Guardian + Lucene = Similar Articles + Categorisation

·

The Guardian's collection of articles is in one respect a large, manually-categorised corpus of documents. I fetched the 13,000 articles categorised as 'Science', fed them to Solr, and used that to generate similar articles and their categories.

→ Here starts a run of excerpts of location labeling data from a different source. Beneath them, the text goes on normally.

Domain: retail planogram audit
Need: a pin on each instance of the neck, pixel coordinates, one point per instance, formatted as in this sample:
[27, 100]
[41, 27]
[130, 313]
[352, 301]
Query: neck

For example, this Nature News article has these similar Guardian articles:

  1. Timeline of the universe
  2. Beyond the Standard Model
  3. Creation in the blink of an eye
  4. Dark side of creation
  5. Super-massive Q&As
  6. A ghostly halo that could unlock the dark secret of the universe
  7. The day after the big bang
  8. String fellows
  9. String theory: Is it science's ultimate dead end?
  10. Why one is still the loneliest number

and the 20 most similar articles have these categories:

  1. Space exploration [9]
  2. Astronomy [8]
  3. UK news [8]
  4. Physics [7]
  5. Education [7]
  6. Higher education [7]
  7. Research [6]
  8. Particle physics [4]
  9. World news [3]
  10. News [3]
  11. Technology [3]
  12. Cern [2]
  13. Observer [2]
  14. Stephen Hawking [1]
  15. Paul Davies [1]
  16. Controversies in science [1]
  17. People in science [1]
  18. Science and nature [1]
  19. Books [1]
  20. Mathematics [1]